# Traffic Estimation Using Sublinear Space

### (a) Estimating the Number of Unique IP Addresses

#### Approach Used
We use two techniques:
- **Exact method**: Store all IPs in a Python `set` to count unique entries (linear space)
- **Approximate method**: Use the HyperLogLog algorithm with `p=10` (sublinear space)

#### Explanation
HyperLogLog is a probabilistic algorithm that estimates the number of distinct elements without storing them. It works by:
- Hashing each IP address to a 32-bit number
- Using the first `p` bits to select a register
- Counting the number of leading zeros in the remaining bits
- Storing the maximum number of leading zeros seen per register
- Combining all register values using a harmonic mean and a correction factor `alpha` to produce the estimate

In [1]:
import mmh3
import math

def hll_init(p=10):
    m = 1 << p
    return {
        'p': p,
        'm': m,
        'alpha': 0.7213 / (1 + 1.079 / m),
        'registers': [0] * m
    }

def hll_update(hll, value):
    x = mmh3.hash(str(value), signed=False)
    j = x >> (32 - hll['p'])
    w = x & ((1 << (32 - hll['p'])) - 1)
    rank = (32 - hll['p']) - w.bit_length() + 1 if w > 0 else (32 - hll['p']) + 1
    hll['registers'][j] = max(hll['registers'][j], rank)

def hll_count(hll):
    Z = 1 / sum([2.0 ** -r for r in hll['registers']])
    E = hll['alpha'] * hll['m'] * hll['m'] * Z
    V = hll['registers'].count(0)
    if E <= 2.5 * hll['m'] and V > 0:
        E = hll['m'] * math.log(hll['m'] / V)
    return int(E)

#### Steps
1. Load source and destination IPs from the dataset
2. Combine all IPs into a single list
3. Use a Python `set()` to count exact unique IPs (requires storing all IPs)
4. Initialize the HyperLogLog structure with `p=10` to define 1024 registers
5. For each IP, hash and update the appropriate register based on leading zeros
6. Compute the final estimate using the HLL formula with correction factor
7. Calculate the error percentage between exact and estimated counts
8. Compare time and memory used by both methods

In [2]:
import pandas as pd
import time
import sys
import glob

csv_files = glob.glob("data/*.csv")
df = pd.concat([pd.read_csv(f, usecols=['source', 'destination']) for f in csv_files], ignore_index=True)
all_ips = pd.concat([df['source'], df['destination']], ignore_index=True)

start = time.time()
unique_ips_exact = len(set(all_ips))
exact_time = time.time() - start
exact_memory = sys.getsizeof(set(all_ips)) + sum(sys.getsizeof(ip) for ip in set(all_ips))

hll = hll_init(p=10)
start = time.time()
for ip in all_ips:
    hll_update(hll, ip)
unique_ips_estimated = hll_count(hll)
hll_time = time.time() - start

error_percent = abs(unique_ips_exact - unique_ips_estimated) / unique_ips_exact * 100
hll_memory = sys.getsizeof(hll['registers']) + sys.getsizeof(hll)

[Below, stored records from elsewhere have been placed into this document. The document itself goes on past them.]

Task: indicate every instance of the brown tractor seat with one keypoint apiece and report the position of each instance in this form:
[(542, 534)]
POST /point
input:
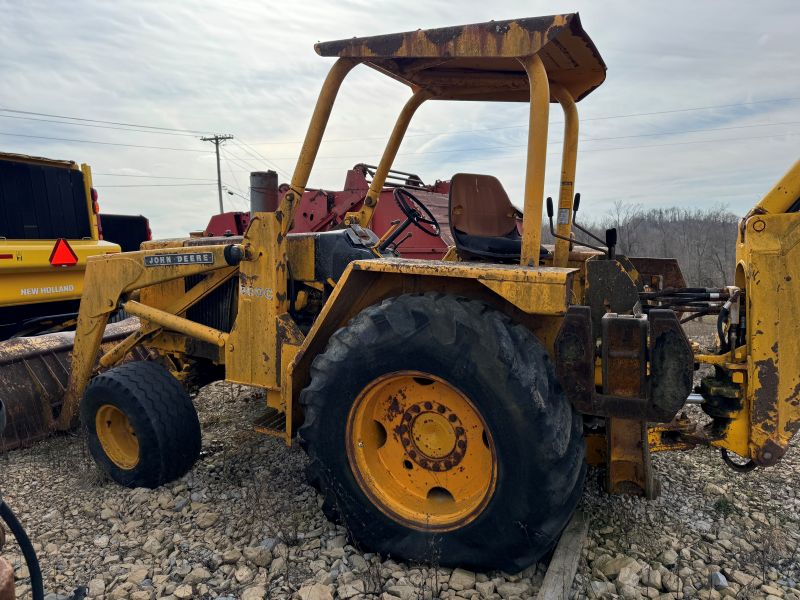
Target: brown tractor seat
[(483, 221)]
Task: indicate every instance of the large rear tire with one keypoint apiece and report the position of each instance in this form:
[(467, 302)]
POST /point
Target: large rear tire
[(141, 426), (437, 432)]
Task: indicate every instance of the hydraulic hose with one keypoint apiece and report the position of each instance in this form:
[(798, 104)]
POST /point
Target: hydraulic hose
[(37, 588)]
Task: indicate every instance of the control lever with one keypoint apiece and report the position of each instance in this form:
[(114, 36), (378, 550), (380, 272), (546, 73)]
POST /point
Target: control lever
[(563, 237), (575, 206), (611, 234)]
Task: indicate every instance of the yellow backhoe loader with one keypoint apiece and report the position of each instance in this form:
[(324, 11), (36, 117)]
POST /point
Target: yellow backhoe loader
[(450, 404)]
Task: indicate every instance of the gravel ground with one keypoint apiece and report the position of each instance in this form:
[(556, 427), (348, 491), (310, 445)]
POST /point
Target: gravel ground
[(244, 524)]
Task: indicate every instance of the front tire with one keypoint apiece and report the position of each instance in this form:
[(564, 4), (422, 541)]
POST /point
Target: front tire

print(f"Exact unique IPs: {unique_ips_exact}")
print(f"Estimated unique IPs: {unique_ips_estimated}")
print(f"Error rate: {error_percent:.2f}%")
print(f"Exact time (s): {exact_time:.4f}")
print(f"HLL time (s): {hll_time:.4f}")
print(f"Exact memory (KB): {exact_memory / 1024:.2f}")
print(f"HLL memory (KB): {hll_memory / 1024:.2f}")

Exact unique IPs: 34801
Estimated unique IPs: 32034
Error rate: 7.95%
Exact time (s): 0.1349
HLL time (s): 1.0584
Exact memory (KB): 3884.00
HLL memory (KB): 8.23


### (b) Identifying Frequently Contacted Destination IPs

#### Approach Used
We use two techniques:
- **Exact method**: Python `Counter` to count the frequency of each destination IP (linear space)
- **Approximate method**: Count-Min Sketch (sublinear space)

#### Explanation
Count-Min Sketch is a probabilistic data structure that estimates frequency of elements using:
- A 2D array of counters
- Multiple hash functions
- Each input updates one counter per row (based on each hash)
- To estimate the frequency, it returns the minimum count from all hash rows

This method avoids storing per-IP counters and uses fixed memory, at the cost of a small overestimation.

In [3]:
import numpy as np

def cms_init(width=10000, depth=5):
    return {
        'width': width,
        'depth': depth,
        'table': np.zeros((depth, width), dtype=int)
    }

def cms_hash(x, i, width):
    return mmh3.hash(str(x), seed=i) % width

def cms_update(cms, x):
    for i in range(cms['depth']):
        idx = cms_hash(x, i, cms['width'])
        cms['table'][i, idx] += 1

def cms_estimate(cms, x):
    return min(cms['table'][i, cms_hash(x, i, cms['width'])] for i in range(cms['depth']))

### Steps

1. Load the destination IPs from the dataset.
2. Use a Python `Counter` to count exact frequencies for each destination IP.
3. Initialize the Count-Min Sketch with fixed `width` and `depth`.
4. For each destination IP, update the CMS table using multiple hash functions.
5. Identify the top destination IPs from the exact method.
6. Estimate the same IPs’ frequencies using CMS.
7. Compute the error for each IP and calculate the average error.
8. Measure and compare the time and memory used by both methods.

In [4]:
from collections import Counter

df = pd.concat([pd.read_csv(f, usecols=['destination']) for f in csv_files], ignore_index=True)
dest_ips = df['destination']

start = time.time()
exact_counts = Counter(dest_ips)
top_exact = exact_counts.most_common(10)
exact_time = time.time() - start
exact_memory = sys.getsizeof(exact_counts) + sum(sys.getsizeof(ip) + sys.getsizeof(count) for ip, count in exact_counts.items())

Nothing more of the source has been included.